プロローグ8
あけましておめでとうございます。今年も皇国転移をよろしくお願いします。
今回の話は短いです。おまけに転移までいきません。
それと、かなり実験的なことをやっています。(時間を惜しんだだけともいう)
『…なるほど、わかった。友人の危機だ、可能な限り支援することを約束しよう。それでは近いうちにまた会おう』
「で、だ。どうしたらいいと思う?」
「ひとまず在日米軍は避難させるよりほかありません」
「そうだな、しかし韓国からの撤退が決定的になっている今、日本も失うというのは痛すぎる」
「西太平洋地域のパワーバランスに破滅的な影響が出かねません。オーストラリアの基地機能の強化と、東南アジア地域へのさらなる展開が必要でしょう。日本が設置する予定だった東南アジアのいくつかの基地をそのまま引き継ぐ形で交渉を進めつつ、当該国との関係を強化する必要があります」
「やはり安全保障的には日本の存在の重要性は半端ではないな…」
「産業面でも影響は避けられません。スマートフォンやIoT化の進んだ各種工業製品の部品などには日本製がとても多いですからね」
「とはいえこれは悪いことばかりでもありますまい。高い技術力が要求される分野で日本がなくなれば、欧州に勢いのない今我々のライバル足りえるのはまだノウハウの不足が否めない中国だけですから、我が国の工業の復活の起爆剤とすることもできるでしょう。

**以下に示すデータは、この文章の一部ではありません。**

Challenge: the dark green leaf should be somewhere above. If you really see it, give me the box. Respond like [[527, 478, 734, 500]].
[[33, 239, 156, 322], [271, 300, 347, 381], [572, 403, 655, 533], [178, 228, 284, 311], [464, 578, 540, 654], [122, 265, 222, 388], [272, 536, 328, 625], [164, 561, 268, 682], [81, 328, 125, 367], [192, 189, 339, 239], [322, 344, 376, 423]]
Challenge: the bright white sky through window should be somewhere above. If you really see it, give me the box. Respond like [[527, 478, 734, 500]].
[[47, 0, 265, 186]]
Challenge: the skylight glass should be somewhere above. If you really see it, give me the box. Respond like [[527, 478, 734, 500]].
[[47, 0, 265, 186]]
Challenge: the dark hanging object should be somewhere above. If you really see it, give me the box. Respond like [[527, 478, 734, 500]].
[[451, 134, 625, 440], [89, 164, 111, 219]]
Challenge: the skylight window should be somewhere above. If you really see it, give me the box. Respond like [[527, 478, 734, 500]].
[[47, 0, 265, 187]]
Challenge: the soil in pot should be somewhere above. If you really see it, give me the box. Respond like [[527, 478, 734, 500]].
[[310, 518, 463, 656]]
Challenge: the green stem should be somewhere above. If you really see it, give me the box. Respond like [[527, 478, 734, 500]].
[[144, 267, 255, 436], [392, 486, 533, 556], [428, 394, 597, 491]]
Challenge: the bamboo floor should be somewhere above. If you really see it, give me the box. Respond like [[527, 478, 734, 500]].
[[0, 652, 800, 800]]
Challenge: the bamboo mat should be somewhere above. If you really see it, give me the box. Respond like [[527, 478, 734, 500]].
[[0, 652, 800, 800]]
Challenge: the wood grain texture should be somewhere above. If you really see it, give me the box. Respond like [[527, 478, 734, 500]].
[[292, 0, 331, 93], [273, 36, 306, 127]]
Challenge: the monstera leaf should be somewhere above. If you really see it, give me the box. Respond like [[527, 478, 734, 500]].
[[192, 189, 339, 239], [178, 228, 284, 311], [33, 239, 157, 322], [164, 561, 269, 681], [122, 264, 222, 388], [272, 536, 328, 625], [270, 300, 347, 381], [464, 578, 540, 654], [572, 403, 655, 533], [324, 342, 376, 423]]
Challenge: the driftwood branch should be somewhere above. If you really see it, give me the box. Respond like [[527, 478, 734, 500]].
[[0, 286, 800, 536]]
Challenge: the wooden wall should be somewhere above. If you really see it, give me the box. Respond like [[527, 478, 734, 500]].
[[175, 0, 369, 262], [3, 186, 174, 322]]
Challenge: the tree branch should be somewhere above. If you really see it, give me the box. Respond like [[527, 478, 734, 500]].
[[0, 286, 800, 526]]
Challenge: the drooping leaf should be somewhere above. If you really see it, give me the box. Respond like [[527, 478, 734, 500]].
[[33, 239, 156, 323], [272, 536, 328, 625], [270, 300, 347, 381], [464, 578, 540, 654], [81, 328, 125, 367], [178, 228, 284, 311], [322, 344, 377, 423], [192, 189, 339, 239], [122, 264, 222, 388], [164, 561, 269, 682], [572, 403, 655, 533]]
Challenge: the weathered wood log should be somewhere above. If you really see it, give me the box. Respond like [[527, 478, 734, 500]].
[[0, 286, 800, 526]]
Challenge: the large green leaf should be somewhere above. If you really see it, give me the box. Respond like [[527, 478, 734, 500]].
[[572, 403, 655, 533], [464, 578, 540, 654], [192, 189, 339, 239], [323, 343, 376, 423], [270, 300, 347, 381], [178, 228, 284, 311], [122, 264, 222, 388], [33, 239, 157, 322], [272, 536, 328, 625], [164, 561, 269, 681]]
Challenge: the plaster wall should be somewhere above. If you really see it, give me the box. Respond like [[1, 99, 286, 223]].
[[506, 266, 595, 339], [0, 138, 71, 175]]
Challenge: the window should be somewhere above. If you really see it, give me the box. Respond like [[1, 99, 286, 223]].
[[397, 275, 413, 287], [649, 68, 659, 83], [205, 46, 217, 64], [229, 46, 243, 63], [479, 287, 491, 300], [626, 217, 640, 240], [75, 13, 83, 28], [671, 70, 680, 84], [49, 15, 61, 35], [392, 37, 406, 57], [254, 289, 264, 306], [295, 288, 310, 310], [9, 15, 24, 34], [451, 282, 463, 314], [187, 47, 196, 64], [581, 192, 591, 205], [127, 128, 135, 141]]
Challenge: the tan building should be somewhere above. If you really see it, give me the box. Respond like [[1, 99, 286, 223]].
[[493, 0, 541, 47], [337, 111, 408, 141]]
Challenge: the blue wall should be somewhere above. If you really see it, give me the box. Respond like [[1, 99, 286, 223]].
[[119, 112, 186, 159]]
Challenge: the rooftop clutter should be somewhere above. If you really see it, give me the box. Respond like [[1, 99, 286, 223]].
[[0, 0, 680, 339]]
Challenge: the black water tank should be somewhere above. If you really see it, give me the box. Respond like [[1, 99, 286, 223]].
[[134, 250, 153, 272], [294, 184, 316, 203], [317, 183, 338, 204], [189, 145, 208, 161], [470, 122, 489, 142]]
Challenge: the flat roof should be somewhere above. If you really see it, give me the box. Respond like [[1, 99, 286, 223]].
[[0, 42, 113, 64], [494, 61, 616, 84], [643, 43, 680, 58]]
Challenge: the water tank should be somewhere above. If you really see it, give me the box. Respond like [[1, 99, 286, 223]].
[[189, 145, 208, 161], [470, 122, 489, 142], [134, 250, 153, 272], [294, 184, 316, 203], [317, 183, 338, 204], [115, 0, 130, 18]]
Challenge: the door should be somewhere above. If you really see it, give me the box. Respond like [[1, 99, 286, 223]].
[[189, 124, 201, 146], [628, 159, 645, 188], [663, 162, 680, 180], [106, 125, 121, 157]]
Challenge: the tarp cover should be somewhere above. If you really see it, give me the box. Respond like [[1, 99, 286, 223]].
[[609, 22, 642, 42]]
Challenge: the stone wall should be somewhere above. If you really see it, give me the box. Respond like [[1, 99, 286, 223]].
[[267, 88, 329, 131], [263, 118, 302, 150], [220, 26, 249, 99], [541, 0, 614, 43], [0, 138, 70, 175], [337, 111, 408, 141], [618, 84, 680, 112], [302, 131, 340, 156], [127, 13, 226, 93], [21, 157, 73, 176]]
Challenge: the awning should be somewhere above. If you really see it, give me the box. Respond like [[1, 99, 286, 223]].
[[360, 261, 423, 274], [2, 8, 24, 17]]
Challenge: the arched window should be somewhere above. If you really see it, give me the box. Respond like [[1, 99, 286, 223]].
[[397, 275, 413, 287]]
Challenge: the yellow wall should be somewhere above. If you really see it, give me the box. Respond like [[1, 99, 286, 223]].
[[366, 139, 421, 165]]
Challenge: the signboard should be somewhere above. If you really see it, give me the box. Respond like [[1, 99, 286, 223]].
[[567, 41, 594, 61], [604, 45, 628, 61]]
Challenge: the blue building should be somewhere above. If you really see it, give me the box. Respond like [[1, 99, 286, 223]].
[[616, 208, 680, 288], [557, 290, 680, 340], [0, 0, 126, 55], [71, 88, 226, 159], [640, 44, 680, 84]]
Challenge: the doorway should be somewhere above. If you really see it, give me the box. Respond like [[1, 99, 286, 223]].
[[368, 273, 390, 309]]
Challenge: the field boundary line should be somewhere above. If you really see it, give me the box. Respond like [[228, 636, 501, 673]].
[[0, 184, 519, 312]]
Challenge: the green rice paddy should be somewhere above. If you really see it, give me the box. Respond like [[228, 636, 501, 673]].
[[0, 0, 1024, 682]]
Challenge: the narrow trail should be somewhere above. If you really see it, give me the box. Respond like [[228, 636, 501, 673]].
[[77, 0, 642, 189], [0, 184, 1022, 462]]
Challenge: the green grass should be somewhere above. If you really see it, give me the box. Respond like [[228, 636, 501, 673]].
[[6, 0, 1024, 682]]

いやむしろ、日本の消失による悪影響を帳消しにするためにもなんとしてもそうしなければなりません」
「欧州も中国も考えることは同じだろうがな」
「どこも状況は似たようなものですからな」
「ことの是非はどうあれグローバル化は確かに成功していたというわけだ」
「さて話は変わるが日本が求めてきた支援だ。軍事と航空とIT産業方面の技術提供や食料および軍需物資の援助だが…どのような形でどこまで応え、何を対価とすべきと思う?」
「まずF-35のライセンス生産ですが…」
「外はえらい騒がしいな」
「仕方ありますまい。わが民族の宿願の一つが叶ったといっても過言ではありませんからな」
「あんな島国、どうでもよかろうに」
「我々も『転移』とやらに巻き込まれることはないでしょうか?」
「大丈夫だろう、我らが半島は大陸とつながっているのだから」
「しかしまぁ巻き込まれないとしても喜んでばかりも居れません。日本がなくなればそこにいる米軍が止まり木を求めて移動します。当然、我々への干渉が強くなるでしょう」
「所得主導の経済政策を信じない財閥の傀儡どもがデマで勢いづいているというのに面倒な…米帝は経済支援などを餌に財閥どもを傀儡としてくるに違いありません。まだ経済政策の効果が出ていない今、次の選挙は苦しくなりますぞ」
「だが逆に言えばこれを退けることができたならば、この北東アジアから米帝を追い出すことができるというわけだ。これは好機でもあるぞ、ふふふ…」
「さて大変なことになったわね」
「産業的には好都合とも不都合とも言えますね。我が国とかの国は得意とする分野が被るところがありますから。雇用の改善、ひいては国内の安定にも繋がるでしょう」
「自動車産業には福音になるかしらね」
「ある程度は。炭素繊維の輸入などは難しくなりますので、全部が全部いい方に向かうとも言えませんが、不正問題で大きなダメージを負った我が国自動車産業の復活の大きな手助けとなるでしょう。米中も同じ考えでしょうが」
「まだまだその辺に負けるほどこの国の工業力は落ちぶれちゃいないわよ」
(…そうだろうか?かなり危機的状況にあるように思うが)
「とはいえ、どこも国家主義的になりつつある今、曲がりなりにも自由貿易主義の巨頭が消えるのは痛いわね…」
「ええ、各国の孤立主義は一層加速するでしょう。EU内の引き締めを図らねばなりません」
「そうね。それじゃ…」
『…中国人民党の報道官は、太平洋への警戒を強めるとともに、日本への支援の用意があることを発表しました。ロシアのイワノフ大統領は、択捉島へさらなる部隊の展開を行うとしており、警戒を強める構えです。…速報です。高半総理は先程、田町沙門衆議院議員を国土転移災害対策担当大臣に任命しました。…』
本当は前回の話に加えるか、次の話にまとめてやるつもりの部分だったのですが、「年内」と言ってしまった手前さっさと出してしまったほうがいいなと思いまして…
次の話で今度こそ転移までいってプロローグが終わります。